CMO

Angry Birds: From gaming hit to media platform

Angry Birds creator Rovio happy with transformation

Rovio, the Finland-based publisher of the super-popular series of Angry Birds mobile games has undergone a dramatic evolution since the first incarnation of its most famous title hit handhelds in 2009.

The first Angry Birds was the company's fifty-first title and the smash hit catalysed Rovio's transformation from a games publisher to an a fully fledged entertainment company, according to Michele Tobin, the company's head of brand partnerships and advertising.

Tobin told the ADMA Global Forum 2013 that the success of Angry Birds has not only made possible the dramatic expansion of the brand from games to plush toys, theme parks, and (soon) soft drinks, but also made possible partnerships that let Rovio extend its "brand equity" to other companies and provide a connected audience amounting to hundreds of millions of loyal fans.

Angry Birds has been downloaded more than 1.7 billion times Tobin said, making it the largest game in the world.
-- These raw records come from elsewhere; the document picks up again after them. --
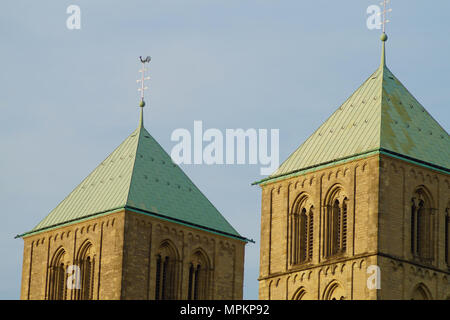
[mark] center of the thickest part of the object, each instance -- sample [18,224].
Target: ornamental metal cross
[143,78]
[384,13]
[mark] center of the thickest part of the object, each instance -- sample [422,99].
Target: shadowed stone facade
[124,247]
[378,191]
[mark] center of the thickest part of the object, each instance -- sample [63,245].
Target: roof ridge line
[134,162]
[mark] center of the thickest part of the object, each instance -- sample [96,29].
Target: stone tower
[361,209]
[135,228]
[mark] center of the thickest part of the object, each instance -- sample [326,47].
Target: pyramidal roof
[139,175]
[383,116]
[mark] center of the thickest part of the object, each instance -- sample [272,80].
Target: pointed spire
[383,38]
[143,88]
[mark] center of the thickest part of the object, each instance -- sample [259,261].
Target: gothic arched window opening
[166,272]
[85,285]
[422,226]
[57,289]
[335,224]
[198,277]
[302,231]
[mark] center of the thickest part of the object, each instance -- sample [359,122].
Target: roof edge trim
[354,157]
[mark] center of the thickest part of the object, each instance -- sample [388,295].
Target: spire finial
[384,13]
[143,87]
[384,36]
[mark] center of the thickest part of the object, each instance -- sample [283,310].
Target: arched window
[198,281]
[447,236]
[334,291]
[85,263]
[57,276]
[421,292]
[166,272]
[422,226]
[302,231]
[300,294]
[335,223]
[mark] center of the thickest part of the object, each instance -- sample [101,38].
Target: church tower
[361,210]
[135,228]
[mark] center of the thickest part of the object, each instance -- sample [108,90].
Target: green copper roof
[380,115]
[140,175]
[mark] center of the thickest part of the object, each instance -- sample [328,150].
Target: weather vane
[384,13]
[143,78]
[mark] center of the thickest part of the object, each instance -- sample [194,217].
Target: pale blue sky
[68,98]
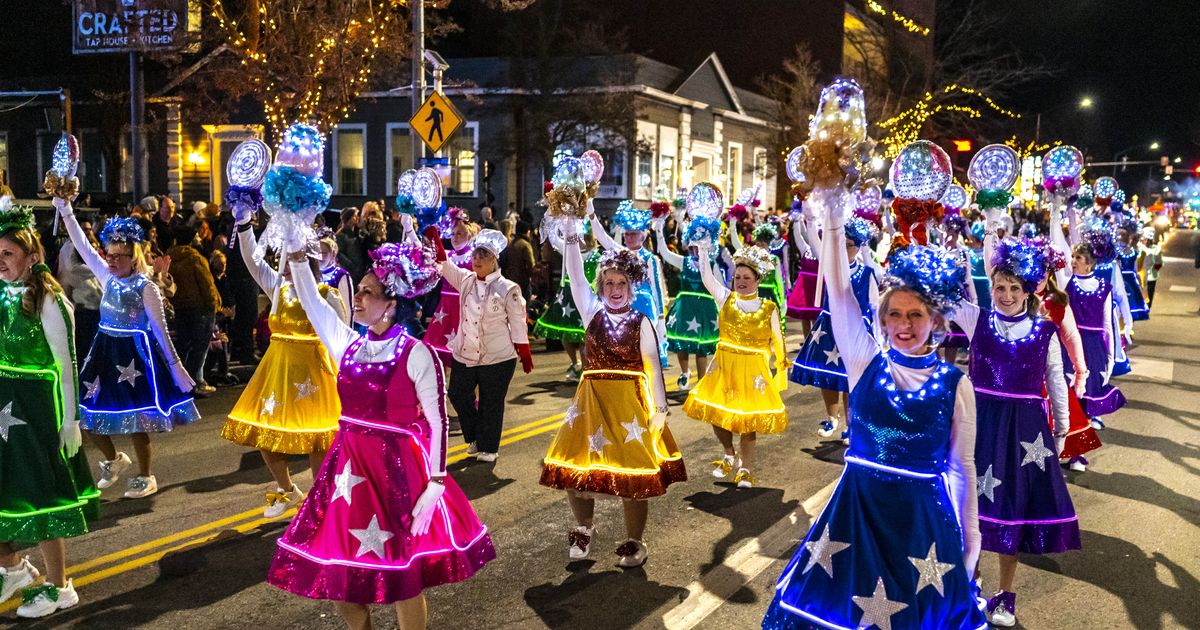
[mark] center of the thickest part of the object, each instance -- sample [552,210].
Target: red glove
[526,357]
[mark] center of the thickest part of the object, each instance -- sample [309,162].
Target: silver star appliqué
[7,420]
[372,538]
[988,485]
[269,405]
[305,389]
[573,412]
[634,430]
[129,375]
[930,571]
[598,442]
[877,609]
[821,551]
[1036,453]
[345,483]
[93,389]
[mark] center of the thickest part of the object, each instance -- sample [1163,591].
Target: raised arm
[334,333]
[79,240]
[670,257]
[156,316]
[855,343]
[961,472]
[262,273]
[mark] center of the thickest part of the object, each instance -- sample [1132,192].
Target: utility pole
[418,95]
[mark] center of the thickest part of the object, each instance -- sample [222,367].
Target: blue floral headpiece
[934,274]
[631,217]
[859,231]
[121,229]
[1021,258]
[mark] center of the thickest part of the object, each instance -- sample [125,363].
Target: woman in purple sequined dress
[383,521]
[1024,504]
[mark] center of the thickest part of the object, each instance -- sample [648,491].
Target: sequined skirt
[291,403]
[1024,503]
[607,447]
[562,321]
[126,388]
[351,539]
[43,495]
[882,535]
[738,394]
[691,324]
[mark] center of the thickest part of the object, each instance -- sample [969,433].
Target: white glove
[423,511]
[183,379]
[70,438]
[63,207]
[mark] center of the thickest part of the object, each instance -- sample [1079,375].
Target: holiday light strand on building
[904,21]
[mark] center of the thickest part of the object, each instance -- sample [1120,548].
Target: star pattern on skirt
[877,609]
[129,375]
[1036,453]
[930,571]
[988,484]
[372,538]
[821,551]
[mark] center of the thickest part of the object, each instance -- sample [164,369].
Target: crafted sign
[436,121]
[133,25]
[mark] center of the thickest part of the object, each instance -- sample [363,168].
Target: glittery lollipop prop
[293,191]
[1061,168]
[1104,189]
[246,171]
[921,174]
[60,180]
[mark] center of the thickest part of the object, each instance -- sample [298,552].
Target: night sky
[1138,60]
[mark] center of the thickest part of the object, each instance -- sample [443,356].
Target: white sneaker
[280,502]
[13,579]
[633,553]
[111,469]
[141,486]
[580,540]
[827,427]
[46,599]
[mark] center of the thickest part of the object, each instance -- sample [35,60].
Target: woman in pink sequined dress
[383,521]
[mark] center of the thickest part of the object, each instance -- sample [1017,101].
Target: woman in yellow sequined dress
[739,395]
[291,405]
[615,441]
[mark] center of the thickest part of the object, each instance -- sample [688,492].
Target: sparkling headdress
[934,274]
[631,217]
[755,258]
[121,229]
[407,269]
[623,262]
[13,217]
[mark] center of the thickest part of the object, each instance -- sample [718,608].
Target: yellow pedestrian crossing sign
[436,121]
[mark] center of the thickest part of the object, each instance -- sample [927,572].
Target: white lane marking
[1152,369]
[739,568]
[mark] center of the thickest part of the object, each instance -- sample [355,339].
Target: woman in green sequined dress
[46,486]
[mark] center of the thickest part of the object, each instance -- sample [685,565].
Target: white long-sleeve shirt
[858,348]
[421,367]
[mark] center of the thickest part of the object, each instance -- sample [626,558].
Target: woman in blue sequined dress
[132,381]
[888,551]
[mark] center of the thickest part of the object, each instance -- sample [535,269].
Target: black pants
[484,421]
[193,331]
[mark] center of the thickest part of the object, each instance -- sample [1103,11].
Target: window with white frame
[733,169]
[462,151]
[351,160]
[760,167]
[400,153]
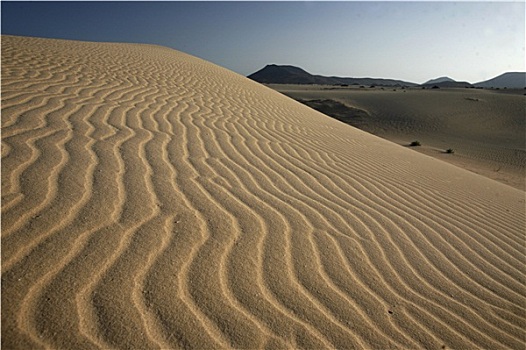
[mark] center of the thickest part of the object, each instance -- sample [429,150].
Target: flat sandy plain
[486,129]
[151,199]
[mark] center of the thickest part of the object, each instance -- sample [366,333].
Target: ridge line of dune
[153,200]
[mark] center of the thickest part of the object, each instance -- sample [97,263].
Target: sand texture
[485,128]
[151,199]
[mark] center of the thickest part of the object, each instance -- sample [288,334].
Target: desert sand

Some 263 million people actively play Angry Birds every month, giving Rovio "massive global reach across all territories". Last year, the brand delivered some $2.5 billion at retail. "That's a lot of plush toys and such," Tobin said.

The way fans have embraced the game "has allowed us to expand and grow beyond a mobile game publisher to a global entertainment and media company," Tobin said.

"Games remain the engine driver for everything we do but we developed a number of different businesses around that that allow fans to interact with our brands in different ways."

A new publishing unit launched by Rovio three months ago leverages the Angry Birds audience to help promote games from third-party software developers.

"Rovio has built an infrastructure that's very powerful in terms of promoting game, cross-promoting them to an existing audience base."

But promoting mobile games produced by its own team and other developers isn't the end of how Rovio has been using Angry Birds. Based on the success of its YouTube channel, the company branched into advertising-supported cartoons, which it launched simultaneously across all editions of Angry Birds.

It has also used the Angry Birds brand to promote products from other companies, such as Microsoft's Bing search engine, which featured in a series of Angry Birds animated shorts. This was accompanied by integrated Bing-based searches in Angry Birds titles to help players complete levels.

In China, home to Angry Birds' second-largest user base after the US, Rovio partnered with McDonald's for a location-based campaign. That campaign, launched in October last year, meant that McDonald's patrons could access custom content while in-store. It was accompanied by TV, social and in-game promotion.

"What we were able to do here is really bring the holy grail of mobile together in the right experience, targeted to the right person, the right customer, in exactly the right place and time," Tobin said.

"So we were able to offer fans that went into a McDonald's location a special experience in the game, along with special content in the game and power-ups. So we were really able to drive in-restaurant foot traffic by giving fans something of value."

Brand cross-pollination with partners ranging from US space agency NASA to former Guns N' Roses guitarist (and Angry Birds fan) Slash has also been part of the evolution of Angry Birds from a mobile game into a platform.

"The brand has serious brand equity," Tobin said. "In fact I had a brand, a consumer brand, come to me the other day and say, 'I think we'd like to borrow a little bit of your brand equity this year and do something interesting'.

"So I think that's where we may differ from other publishers, where yes we offer massive reach [but] we also offer something special in that the brand has recognition outside the game in the real world."